Methods: In cell models, HEK293T cells or human induced pluripotent stem cells (iPSC) differentiated astrocytes were transfected with the wildtype SLC6A1 or the mutant SLC6A1(A288V) or SLC6A1(S295L) cDNAs. The lives are fluxed and evaluated for GABA uptake with ³H radiolabeling GABA uptake assay.  Total protein from cell lysates were subjected to SDS-PAGE and immunoblotted for GAT-1 and GFP.  We tested gene therapy in the knockin mouse models Slc6a1^+/A288V and Slc6a1^+/S295L. We first generated the transgenic mouse HSlc6a1^tg with a conditional overexpression of humanized Slc6a1 BAC transgene via PiggyBAC mediated integration, global overexpression of which can be activated via breeding with HprtCre mice. In breeding mice overexpressing hSlc6a1 with Slc6a1^+/A288V and Slc6a1^+/S295L mice, we aim to determine whether hSlc6a1 overexpression can compensate for A288V or S295L mutation-mediated loss of GABA uptake function. We additionally aim to test if hSlc6a1 overexpression in conjunction with PBA treatment can restore GABA uptake and reduce the necessary PBA dosage or the gene dosage of the human Slc6a1.

Results: In cell models, the mutant GAT-1(A288V) had ~30% of remaining GABA uptake of the wildtype while The GAT1(S295L) had less than 3% of remaining GABA uptake compared with the wildtype. Both the GAT-1(A288V) and the GAT-1(S295L) proteins were retained inside endoplasmic reticulum with no or reduced cell surface expression. PBA increased GABA uptake and cell surface expression of GAT-1 for both mutations. A combinatorial use of PBA and wildtype Slc6a1 achieved more complete restoration of GABA uptake with a lower concentration of PBA and a lower amount of wildtype allele gene dosage than PBA or gene therapy alone.

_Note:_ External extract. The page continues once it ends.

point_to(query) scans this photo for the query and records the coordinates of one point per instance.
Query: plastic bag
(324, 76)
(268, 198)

Conclusions: We concluded that a dual therapy with gene therapy in combination with PBA could reduce the side effect from PBA and reduce the dosage required for gene therapy. Because the dosage of PBA is easily modifiable, this mode of treatment will help prevent overcorrection from gene therapy.   

Funding: The work was supported by research grants from SLC6A1 Connect and NIH R01 NS121718 to KJQ.